One of the greatest aggravations of all was the financial issues that I thought I’d taken care of before the trip. This is where I found not only frustration, but even more lessons to pass on to future travelers so they will not run into similar situations to what I encountered. I had purchased trip insurance before traveling, a requirement to enter Costa Rica due to Covid. The paper I was carrying around with me to prove I had this insurance did not work when it came to paying for my medical expenses in this emergency situation. I had been given a 24-hour hotline to call, which I did not have readily available when the time was necessary to make that call. I’m not sure if this would have made a difference, but it certainly couldn’t have hurt.

  • Valuable Lesson 2 – Pass on the importance to keep any 24-hour emergency numbers readily at hand. If it’s called an emergency number, make sure it’s available if an emergency occurs.

Not wanting to carry too much cash on my person while traveling, I had opted to rely mostly on credit cards. I had recently had an issue with one of my bank accounts so I decided to rely on credit cards instead of debit cards. I had an airline card with me, but decided to mainly use the card that gave me cash back on purchases, and extra on those related to travel. Before leaving the U.S., I had tried to notify Bank of America about my upcoming travel plans and that I would be using their card while traveling in Costa Rica. I was told that was no longer necessary, as the card was good in almost any country of travel now. I am not always the quickest with the latest in technology changes so I went along with it. I was not told of course, that after I used the card once for a deposit on my rental car, they would withhold my funds until I could answer an email saying it was okay to use it. I had left notifications on my phone and business email site. I wasn’t planning to answer personal emails on my vacation, let alone from the back of an ambulance, so I never saw the email authorizing the release of my funds until I returned home.

Upon returning to the U.S. I tried to contact Bank of America about the situation they had put me into.
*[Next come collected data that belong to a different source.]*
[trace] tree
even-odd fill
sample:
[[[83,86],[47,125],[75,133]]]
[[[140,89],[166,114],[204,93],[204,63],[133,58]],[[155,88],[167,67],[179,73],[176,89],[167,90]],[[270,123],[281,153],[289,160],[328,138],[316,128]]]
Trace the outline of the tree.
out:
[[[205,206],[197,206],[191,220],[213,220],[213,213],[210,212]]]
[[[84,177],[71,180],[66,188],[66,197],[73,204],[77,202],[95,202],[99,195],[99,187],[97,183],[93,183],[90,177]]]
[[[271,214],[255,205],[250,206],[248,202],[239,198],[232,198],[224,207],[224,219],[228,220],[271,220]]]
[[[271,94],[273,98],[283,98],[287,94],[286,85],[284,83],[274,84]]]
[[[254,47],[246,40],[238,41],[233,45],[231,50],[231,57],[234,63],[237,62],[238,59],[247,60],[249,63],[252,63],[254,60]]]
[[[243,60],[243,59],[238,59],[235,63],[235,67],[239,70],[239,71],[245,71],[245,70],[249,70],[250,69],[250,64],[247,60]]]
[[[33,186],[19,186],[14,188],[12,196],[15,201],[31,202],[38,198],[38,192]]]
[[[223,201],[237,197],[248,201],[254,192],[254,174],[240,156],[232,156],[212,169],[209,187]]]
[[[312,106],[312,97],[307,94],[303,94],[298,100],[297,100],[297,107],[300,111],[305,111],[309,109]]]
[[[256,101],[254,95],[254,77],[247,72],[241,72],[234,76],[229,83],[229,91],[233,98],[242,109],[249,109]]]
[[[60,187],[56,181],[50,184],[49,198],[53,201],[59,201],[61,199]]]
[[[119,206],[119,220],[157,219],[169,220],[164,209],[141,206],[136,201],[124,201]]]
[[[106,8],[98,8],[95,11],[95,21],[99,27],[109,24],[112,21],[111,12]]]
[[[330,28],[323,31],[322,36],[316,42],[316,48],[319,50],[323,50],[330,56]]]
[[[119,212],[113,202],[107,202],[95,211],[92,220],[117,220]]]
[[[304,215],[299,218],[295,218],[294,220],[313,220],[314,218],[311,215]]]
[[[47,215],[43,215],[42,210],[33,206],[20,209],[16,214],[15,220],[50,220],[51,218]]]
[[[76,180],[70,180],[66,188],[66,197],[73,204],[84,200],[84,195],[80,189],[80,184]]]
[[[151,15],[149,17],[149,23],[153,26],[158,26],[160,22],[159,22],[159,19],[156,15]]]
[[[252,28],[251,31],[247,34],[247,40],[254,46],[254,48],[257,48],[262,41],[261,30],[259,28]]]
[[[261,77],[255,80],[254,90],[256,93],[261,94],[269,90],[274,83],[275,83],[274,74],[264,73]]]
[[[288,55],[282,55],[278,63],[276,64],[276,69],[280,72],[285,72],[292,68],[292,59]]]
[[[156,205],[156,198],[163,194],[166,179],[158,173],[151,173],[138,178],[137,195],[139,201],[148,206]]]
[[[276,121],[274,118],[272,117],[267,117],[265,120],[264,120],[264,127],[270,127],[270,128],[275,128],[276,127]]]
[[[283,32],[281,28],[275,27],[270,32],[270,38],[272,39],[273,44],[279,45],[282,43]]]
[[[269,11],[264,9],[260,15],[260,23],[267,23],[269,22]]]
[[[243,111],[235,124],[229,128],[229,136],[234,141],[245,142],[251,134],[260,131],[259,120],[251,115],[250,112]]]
I was placed on hold for 45 minutes waiting to speak to a supervisor who never came on. An additional attempt a few days later did not fare any better. I paid off my bill, collected my cash rewards, wrote a detailed letter as to why I was leaving, and CLOSED my account. I will NEVER recommend Bank of America to anyone, EVER!
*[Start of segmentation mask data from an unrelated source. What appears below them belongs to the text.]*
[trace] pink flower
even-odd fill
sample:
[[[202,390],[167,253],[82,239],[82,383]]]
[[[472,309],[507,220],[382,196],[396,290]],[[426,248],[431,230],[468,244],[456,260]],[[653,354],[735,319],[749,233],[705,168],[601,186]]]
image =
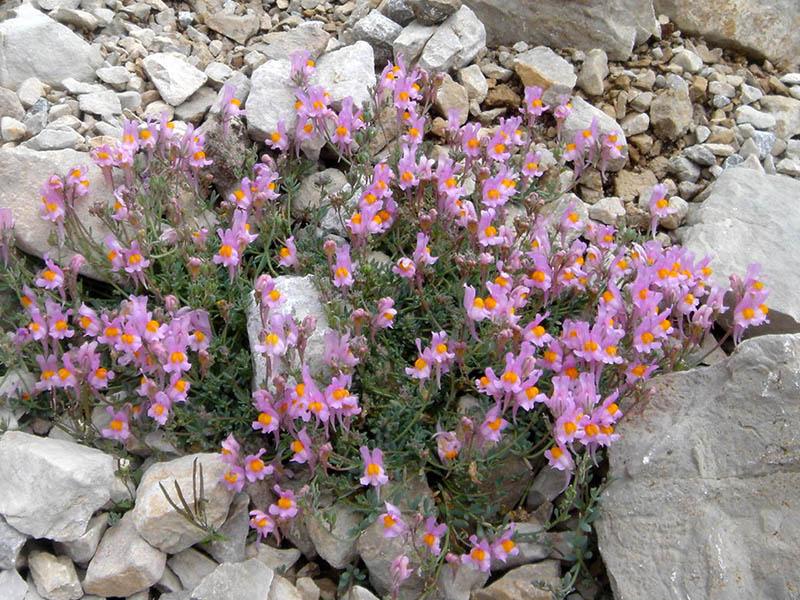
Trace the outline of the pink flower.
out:
[[[60,290],[64,285],[64,271],[47,254],[44,255],[44,265],[34,283],[46,290]]]
[[[471,535],[469,541],[472,543],[472,549],[461,556],[461,562],[488,573],[492,566],[492,549],[489,542],[485,539],[479,541],[476,535]]]
[[[377,329],[390,329],[394,326],[397,311],[394,309],[394,299],[386,297],[378,300],[373,324]]]
[[[250,527],[258,532],[259,537],[266,538],[275,531],[275,521],[265,512],[251,510]]]
[[[253,404],[258,417],[253,421],[253,429],[261,433],[275,433],[280,428],[280,416],[272,405],[272,395],[267,390],[253,392]]]
[[[266,144],[273,150],[285,152],[289,148],[289,136],[286,133],[286,123],[281,119],[278,128],[269,134]]]
[[[653,191],[650,193],[650,231],[653,235],[655,235],[659,220],[668,217],[677,210],[670,207],[666,195],[667,186],[663,183],[653,186]]]
[[[239,442],[236,441],[232,433],[222,441],[220,454],[222,455],[222,462],[229,465],[236,464],[239,461]]]
[[[404,554],[401,554],[392,561],[389,567],[389,572],[392,575],[392,594],[397,595],[402,583],[411,577],[411,569],[408,568],[409,559]]]
[[[458,453],[461,451],[461,442],[456,437],[453,431],[437,431],[436,437],[436,453],[439,455],[439,460],[444,464],[455,460]]]
[[[397,264],[394,267],[392,267],[392,272],[396,273],[403,279],[414,279],[414,276],[417,274],[417,267],[413,260],[404,256],[397,261]]]
[[[445,533],[447,533],[447,525],[437,523],[436,517],[425,519],[425,533],[422,534],[422,543],[434,556],[439,556],[442,552],[440,543]]]
[[[575,470],[575,462],[565,446],[552,446],[549,450],[545,450],[544,456],[547,458],[547,463],[554,469],[569,473]]]
[[[383,528],[383,537],[394,538],[403,535],[408,531],[408,525],[403,521],[400,509],[389,502],[384,502],[384,505],[386,506],[386,512],[378,517],[378,521]]]
[[[228,133],[231,119],[244,114],[241,108],[242,102],[236,98],[236,86],[226,83],[222,86],[222,96],[220,97],[220,111],[222,113],[222,132]]]
[[[480,433],[484,439],[490,442],[499,442],[503,430],[508,426],[509,422],[500,414],[500,408],[498,406],[493,406],[489,412],[486,413],[486,417],[480,427]]]
[[[280,260],[278,264],[282,267],[298,267],[297,246],[294,245],[294,236],[286,239],[286,244],[278,251]]]
[[[111,415],[111,420],[108,422],[108,427],[100,431],[100,435],[106,439],[125,442],[131,435],[128,411],[115,411],[113,406],[107,406],[106,412]]]
[[[348,288],[353,285],[353,263],[350,260],[350,245],[342,244],[336,248],[336,262],[331,266],[333,285]]]
[[[266,450],[263,448],[255,454],[248,454],[244,459],[244,474],[247,481],[261,481],[267,475],[272,475],[272,465],[267,465],[261,460]]]
[[[542,88],[539,86],[525,87],[525,113],[532,121],[541,116],[549,106],[542,101]]]
[[[147,410],[147,416],[153,419],[159,425],[164,425],[169,418],[169,412],[172,408],[172,402],[164,392],[158,392],[155,400],[150,404]]]
[[[239,465],[229,465],[222,474],[222,483],[232,492],[241,492],[246,483],[244,469]]]
[[[269,514],[279,519],[293,519],[297,516],[297,502],[294,492],[288,489],[281,489],[281,486],[277,484],[272,489],[278,494],[278,500],[269,505]]]
[[[297,434],[297,439],[292,440],[292,443],[289,444],[292,452],[292,458],[290,462],[295,462],[298,464],[305,464],[309,461],[313,461],[313,447],[311,444],[311,438],[308,436],[308,432],[306,428],[300,430]]]
[[[501,562],[506,562],[509,556],[519,554],[519,548],[514,540],[515,524],[511,523],[499,538],[492,542],[492,556]]]
[[[423,232],[417,233],[417,245],[414,248],[414,262],[416,263],[417,267],[421,267],[422,265],[432,265],[437,260],[439,260],[438,256],[431,256],[431,248],[428,245],[430,243],[430,238]]]
[[[369,448],[361,446],[359,449],[361,458],[364,460],[364,476],[359,480],[361,485],[380,487],[389,482],[389,478],[383,470],[383,452],[380,448],[375,448],[370,453]]]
  • Valuable Lesson 3 – Make sure of your financial specifics before leaving your home area for travel. This can happen in different states as well as in different countries. Security is important, but so is being able to use your credit card when you need it most.

Life happens, the good and the bad. Without a little bad, we cannot fully appreciate the good. I suppose that’s the optimist in me, but it’s how I’ve chosen to live my life. I may not be passing on the type of knowledge to my clients I had intended to regarding my trip, but I will hopefully be passing on some knowledge that I think can be useful to anyone and everyone’s travel future.